Shortly before 9AM this morning I discovered that the IP address for my mail server was not being routed, according to my logs the problem started shortly after midnight. It’s on a TPG ADSL connection, there is one IP address for the PPPOE link and 6 addresses in a /29 routed to it – one of the addresses in the /29 is for my mail server.
It wasn’t until 3PM that I was able to visit the server to sort the problem out. It turned out that the main IP address was working but the /29 wasn’t being routed to it. So TPG had somehow dropped the route from my routing table. I pinged all the addresses from a 3G broadband connection on my EeePC while running tcpdump on the server, and no packets for the /29 came through – but the IP address for the PPP link worked fine. I was even able to ssh in to the server once I knew the IP address of the ppp0 device – for future use I need to keep ALL IP addresses of all network gear on my EeePC not just the ones used for providing services.
So I phoned the helpdesk, and naturally they asked me inane questions. My patience extended to telling them the broadcast address etc that was being used on the Ethernet device (actually a bridge for Xen but I wasn’t going to confuse them). The system been power-cycled before I got there in the hope that it might fix the problem – so I could honestly answer the question “have you rebooted it” (usually I lie – rebooting systems to fix network problems is a Windows thing). But my patience started to run out when they asked me to check my DNS settings, I explained very clearly that my problem was that IP packets couldn’t get through and that I wasn’t using DNS and demanded that they fix it.

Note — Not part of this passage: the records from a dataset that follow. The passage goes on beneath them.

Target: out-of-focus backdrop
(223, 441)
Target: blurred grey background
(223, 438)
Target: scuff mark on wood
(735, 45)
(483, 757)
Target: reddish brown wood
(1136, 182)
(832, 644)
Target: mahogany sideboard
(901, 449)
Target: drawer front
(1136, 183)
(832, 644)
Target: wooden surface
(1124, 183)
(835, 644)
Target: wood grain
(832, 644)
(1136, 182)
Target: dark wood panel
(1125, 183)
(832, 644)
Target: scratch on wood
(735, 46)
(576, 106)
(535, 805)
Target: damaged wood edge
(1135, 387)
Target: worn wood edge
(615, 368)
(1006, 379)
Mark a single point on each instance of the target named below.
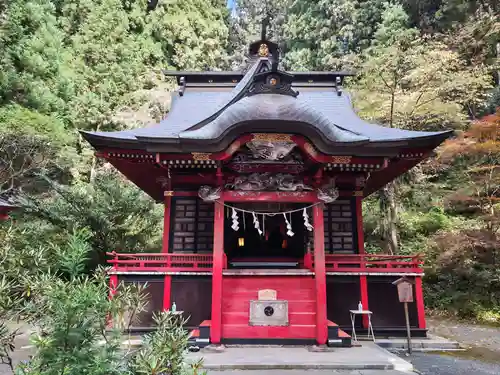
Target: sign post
(405, 294)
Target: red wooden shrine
(236, 151)
(5, 209)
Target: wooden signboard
(405, 292)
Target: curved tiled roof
(207, 114)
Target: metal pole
(408, 333)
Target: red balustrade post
(363, 282)
(167, 287)
(166, 224)
(419, 299)
(218, 265)
(320, 275)
(359, 225)
(167, 281)
(113, 285)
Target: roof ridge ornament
(272, 82)
(338, 86)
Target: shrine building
(5, 209)
(262, 174)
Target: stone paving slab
(420, 344)
(369, 356)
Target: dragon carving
(209, 194)
(269, 182)
(329, 192)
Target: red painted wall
(299, 291)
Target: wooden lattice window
(340, 225)
(192, 226)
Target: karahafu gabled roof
(211, 109)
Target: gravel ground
(451, 364)
(469, 335)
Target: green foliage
(163, 350)
(119, 217)
(468, 260)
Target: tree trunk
(388, 210)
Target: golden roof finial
(263, 50)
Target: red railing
(374, 263)
(160, 262)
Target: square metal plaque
(268, 313)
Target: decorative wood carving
(200, 156)
(309, 148)
(341, 159)
(267, 294)
(339, 220)
(192, 225)
(268, 182)
(265, 167)
(268, 313)
(270, 150)
(272, 137)
(263, 50)
(209, 194)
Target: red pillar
(167, 282)
(166, 224)
(113, 285)
(218, 265)
(363, 283)
(419, 299)
(359, 225)
(320, 276)
(167, 285)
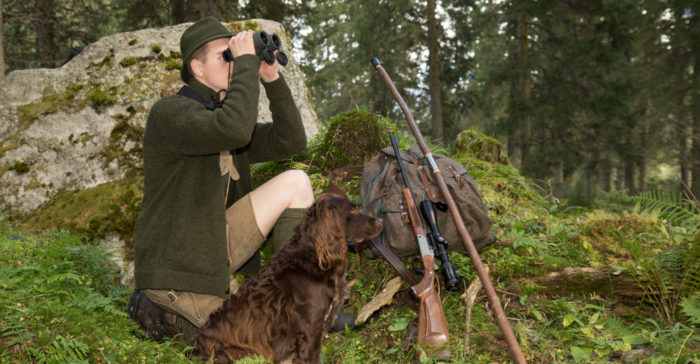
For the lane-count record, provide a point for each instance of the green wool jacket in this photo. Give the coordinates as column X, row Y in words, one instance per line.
column 180, row 233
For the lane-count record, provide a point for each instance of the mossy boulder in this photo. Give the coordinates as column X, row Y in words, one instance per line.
column 352, row 138
column 70, row 137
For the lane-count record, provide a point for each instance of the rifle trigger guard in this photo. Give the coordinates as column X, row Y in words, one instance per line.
column 431, row 162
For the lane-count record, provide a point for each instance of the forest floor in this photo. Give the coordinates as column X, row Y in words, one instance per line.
column 615, row 282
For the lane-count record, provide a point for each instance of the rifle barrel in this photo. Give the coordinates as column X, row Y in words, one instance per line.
column 515, row 350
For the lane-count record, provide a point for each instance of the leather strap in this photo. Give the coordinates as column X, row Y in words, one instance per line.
column 423, row 176
column 394, row 261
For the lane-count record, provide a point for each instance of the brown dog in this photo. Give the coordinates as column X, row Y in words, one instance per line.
column 286, row 309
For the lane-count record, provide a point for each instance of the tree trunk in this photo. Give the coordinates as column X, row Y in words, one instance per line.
column 44, row 20
column 695, row 100
column 524, row 88
column 434, row 74
column 2, row 48
column 629, row 175
column 519, row 138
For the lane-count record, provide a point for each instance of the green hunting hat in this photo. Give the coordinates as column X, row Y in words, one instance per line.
column 199, row 33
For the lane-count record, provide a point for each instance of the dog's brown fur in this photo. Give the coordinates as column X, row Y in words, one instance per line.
column 286, row 309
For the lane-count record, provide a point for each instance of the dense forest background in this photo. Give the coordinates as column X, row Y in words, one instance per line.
column 588, row 96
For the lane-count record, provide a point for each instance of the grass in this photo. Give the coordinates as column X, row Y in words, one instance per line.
column 61, row 302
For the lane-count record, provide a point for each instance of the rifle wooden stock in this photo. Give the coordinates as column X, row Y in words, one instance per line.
column 433, row 334
column 496, row 308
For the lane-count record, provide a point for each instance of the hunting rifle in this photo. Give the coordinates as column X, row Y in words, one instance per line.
column 433, row 334
column 495, row 303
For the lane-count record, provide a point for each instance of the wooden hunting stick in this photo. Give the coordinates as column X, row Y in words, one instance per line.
column 495, row 303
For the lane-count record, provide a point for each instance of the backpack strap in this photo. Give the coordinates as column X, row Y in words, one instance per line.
column 423, row 177
column 394, row 261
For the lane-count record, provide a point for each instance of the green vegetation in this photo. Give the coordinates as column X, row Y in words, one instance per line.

I didn’t get anyone technical to look at the problem until I firmly demanded that the help-desk operator test the routing by pinging my systems. The help-desk people don’t have Internet access so that actually testing the connection required escalating the issue. It seems that the algorithm used for help-desk people is to just repeatedly tell people to check various things on their own system, and that continues until the customer’s patience runs out. Either the customer goes away or makes requests firmly enough to get something done about it.
So their technician did some tests and proclaimed that there was no problem. While said tests were being done things started working, so obviously their procedure is to fix problems and then blame it on the customer. It is not plausible to believe that a problem in their network which had persisted for more than 15 hours would accidentally disappear during the 5 minute window that the technician was investigating the problem.
In the discussion that followed the help-desk operator tried to trick me into admitting that it was my fault. They claimed that because I had used multiple IP addresses I must have reconfigured my system and had therefore fixed a problem on my end, my response was “I HAVE A HEAP OF MACHINES HERE RUNNING ALL THE TIME, I USE WHICHEVER ONE I FEEL LIKE, I CHANGED NOTHING“. I didn’t mention that the machines in question are DomUs on the same Xen server, someone who doesn’t understand how ping works or what routing is wouldn’t have been able to cope with that.
I stated clearly several times that I don’t like being lied to. Either the help-desk operator was lying to me or their technician was lying to them. In either case they were not going to trick me – I know more about how the Internet works than they do.
TPG was unable to give me any assurance that such problems won’t happen again. The only thing I can be sure of is that when they lie they will stick to their story regardless of whether it works.